By the mid-1930s, the population of Rockford (which had grown seven-fold since 1885) had outgrown its single high school. In addition, the condition of Rockford Central High was considered too deteriorated to house students. In 1938, the school board approved $3 million in funding to build two new high schools to replace Rockford Central, with 45% of the budget funded by Works Progress Administration. Opened in 1940, Rockford East High School and Rockford West High School became the fourth and fifth secondary schools of the district (alongside a second west-side junior also high opened in 1940).

=== 1950-2000 ===
During the 1950s, Rockford underwent a significant period of population growth, becoming the second-largest city in Illinois. Coinciding with population growth, the city saw significant expansion away from the river westward and eastward. The creation of entirely new neighborhoods in the city led to construction of several elementary and junior high schools. By the early 1960s, the expansion outward led to the need for two more high schools, Rockford Auburn on the northwest side and Rockford Guilford on the northeast side. Rockford Jefferson on the southeast side was built in 1977 as a fifth high school (replacing a previous high school of the same name opened in 1956 as a junior high).

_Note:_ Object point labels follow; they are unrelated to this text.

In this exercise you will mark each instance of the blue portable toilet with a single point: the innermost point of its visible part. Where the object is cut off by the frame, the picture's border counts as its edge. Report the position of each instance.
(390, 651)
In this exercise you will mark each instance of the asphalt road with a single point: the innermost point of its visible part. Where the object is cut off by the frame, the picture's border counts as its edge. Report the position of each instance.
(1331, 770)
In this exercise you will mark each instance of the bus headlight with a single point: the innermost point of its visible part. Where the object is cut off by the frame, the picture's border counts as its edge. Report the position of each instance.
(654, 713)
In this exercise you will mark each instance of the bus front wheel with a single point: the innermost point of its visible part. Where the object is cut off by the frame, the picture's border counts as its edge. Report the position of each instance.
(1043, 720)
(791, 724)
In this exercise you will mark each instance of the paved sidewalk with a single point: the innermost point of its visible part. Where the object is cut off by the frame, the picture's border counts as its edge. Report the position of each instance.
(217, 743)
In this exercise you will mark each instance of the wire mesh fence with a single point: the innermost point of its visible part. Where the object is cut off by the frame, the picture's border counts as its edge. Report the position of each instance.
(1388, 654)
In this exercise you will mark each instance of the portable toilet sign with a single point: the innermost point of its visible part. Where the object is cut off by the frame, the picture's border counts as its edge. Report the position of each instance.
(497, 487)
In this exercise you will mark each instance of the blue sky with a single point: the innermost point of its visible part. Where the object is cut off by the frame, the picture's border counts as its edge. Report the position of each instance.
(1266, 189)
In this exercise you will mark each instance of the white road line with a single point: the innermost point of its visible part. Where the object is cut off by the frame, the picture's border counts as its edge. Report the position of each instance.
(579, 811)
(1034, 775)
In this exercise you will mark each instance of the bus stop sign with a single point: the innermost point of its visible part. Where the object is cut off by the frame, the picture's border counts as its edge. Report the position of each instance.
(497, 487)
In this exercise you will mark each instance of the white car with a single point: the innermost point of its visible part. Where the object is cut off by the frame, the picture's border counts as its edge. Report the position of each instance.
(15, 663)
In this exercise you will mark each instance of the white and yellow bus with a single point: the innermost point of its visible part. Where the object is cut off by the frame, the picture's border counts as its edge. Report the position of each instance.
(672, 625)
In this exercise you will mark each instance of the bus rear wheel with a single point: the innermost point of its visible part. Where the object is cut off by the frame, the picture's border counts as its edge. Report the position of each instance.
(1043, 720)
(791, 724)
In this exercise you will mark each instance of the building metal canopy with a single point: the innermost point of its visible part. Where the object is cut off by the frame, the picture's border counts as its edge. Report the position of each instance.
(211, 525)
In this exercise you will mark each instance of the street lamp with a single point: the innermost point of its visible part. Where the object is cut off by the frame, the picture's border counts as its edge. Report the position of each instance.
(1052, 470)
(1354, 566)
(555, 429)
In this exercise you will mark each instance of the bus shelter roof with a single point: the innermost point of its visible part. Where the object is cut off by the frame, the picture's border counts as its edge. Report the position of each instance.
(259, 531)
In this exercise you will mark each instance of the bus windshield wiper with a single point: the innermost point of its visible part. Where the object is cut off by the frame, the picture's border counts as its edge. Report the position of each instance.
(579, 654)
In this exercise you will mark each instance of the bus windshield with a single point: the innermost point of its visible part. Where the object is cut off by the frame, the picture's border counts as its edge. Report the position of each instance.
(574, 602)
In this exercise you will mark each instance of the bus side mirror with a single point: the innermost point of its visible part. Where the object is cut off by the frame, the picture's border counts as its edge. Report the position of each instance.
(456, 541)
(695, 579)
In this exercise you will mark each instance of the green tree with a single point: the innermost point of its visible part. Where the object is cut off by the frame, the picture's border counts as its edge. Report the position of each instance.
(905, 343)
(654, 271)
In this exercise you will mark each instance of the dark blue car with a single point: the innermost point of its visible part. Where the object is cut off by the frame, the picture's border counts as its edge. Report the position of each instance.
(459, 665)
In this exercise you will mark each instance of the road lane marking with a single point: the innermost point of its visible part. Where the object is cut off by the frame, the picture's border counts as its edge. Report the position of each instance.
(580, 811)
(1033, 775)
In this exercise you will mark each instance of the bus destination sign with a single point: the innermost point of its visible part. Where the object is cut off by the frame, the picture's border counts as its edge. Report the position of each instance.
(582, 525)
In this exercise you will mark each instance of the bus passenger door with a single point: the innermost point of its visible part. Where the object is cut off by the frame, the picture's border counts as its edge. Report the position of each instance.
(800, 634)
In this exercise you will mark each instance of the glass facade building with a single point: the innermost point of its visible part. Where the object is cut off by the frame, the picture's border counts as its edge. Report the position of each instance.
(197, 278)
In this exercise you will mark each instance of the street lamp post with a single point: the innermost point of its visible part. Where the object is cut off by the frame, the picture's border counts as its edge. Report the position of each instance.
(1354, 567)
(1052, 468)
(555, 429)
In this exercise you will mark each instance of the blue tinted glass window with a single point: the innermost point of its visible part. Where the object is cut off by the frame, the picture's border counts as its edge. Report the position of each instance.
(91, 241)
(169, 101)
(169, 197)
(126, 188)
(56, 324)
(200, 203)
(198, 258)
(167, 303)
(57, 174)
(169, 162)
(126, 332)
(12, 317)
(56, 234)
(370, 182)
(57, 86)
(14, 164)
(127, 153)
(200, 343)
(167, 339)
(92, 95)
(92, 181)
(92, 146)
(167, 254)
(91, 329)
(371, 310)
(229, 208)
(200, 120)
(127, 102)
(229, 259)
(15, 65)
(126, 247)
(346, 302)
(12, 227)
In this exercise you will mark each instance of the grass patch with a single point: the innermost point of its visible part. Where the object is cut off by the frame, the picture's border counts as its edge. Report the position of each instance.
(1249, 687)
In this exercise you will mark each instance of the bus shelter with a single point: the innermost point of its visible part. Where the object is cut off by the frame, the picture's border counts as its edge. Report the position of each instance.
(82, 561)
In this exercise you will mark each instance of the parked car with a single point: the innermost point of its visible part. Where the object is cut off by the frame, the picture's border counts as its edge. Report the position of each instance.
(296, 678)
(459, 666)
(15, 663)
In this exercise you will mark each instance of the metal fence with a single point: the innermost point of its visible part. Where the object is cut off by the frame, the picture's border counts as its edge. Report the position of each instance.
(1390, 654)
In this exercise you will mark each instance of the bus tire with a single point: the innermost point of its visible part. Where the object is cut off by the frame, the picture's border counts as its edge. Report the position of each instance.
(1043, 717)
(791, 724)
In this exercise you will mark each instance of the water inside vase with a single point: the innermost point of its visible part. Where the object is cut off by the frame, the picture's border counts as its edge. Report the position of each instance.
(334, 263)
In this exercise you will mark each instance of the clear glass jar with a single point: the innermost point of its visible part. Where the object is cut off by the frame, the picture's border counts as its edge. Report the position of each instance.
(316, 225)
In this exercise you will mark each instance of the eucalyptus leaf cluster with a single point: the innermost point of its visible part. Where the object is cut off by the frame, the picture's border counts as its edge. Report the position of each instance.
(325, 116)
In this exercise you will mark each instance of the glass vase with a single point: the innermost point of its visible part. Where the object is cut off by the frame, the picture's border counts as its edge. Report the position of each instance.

During much of the 1990s, the Rockford school district underwent a period of required school desegregation as part of a class-action lawsuit.

== Governance ==
Rockford Public Schools elects seven Board of Education members to oversee the district. They appoint a superintendent to carry out day-to-day district operations. The current Board of Education members are Paul Carpenter (President), Nicole Bennett (vice-president), June Stanford, Patricia Chavez, Kimberly Haley, Tiana McCall, and Denise Pearson. As of the 2025–2026 school year, Dr. Ehren Jarret is the superintendent however he will be set to take on a new superintendent job at Hononegah Community High School District #207. Larry Huff will succeed him as superintendent of Rockford Public Schools.

==Schools==

With 45 schools in total, Rockford Public Schools has the third-largest number of schools of any district in the state. The district consists of four high schools, six middle schools, and 29 elementary schools. Beginning with the class of 2021, graduates of the Rockford Public Schools and residents within the city of Rockford with a cumulative 3.0 GPA can attend Northern Illinois University tuition free. This location-based scholarship program is a partnership between Rockford Public Schools, Northern Illinois University, Rockford Promise and the city of Rockford.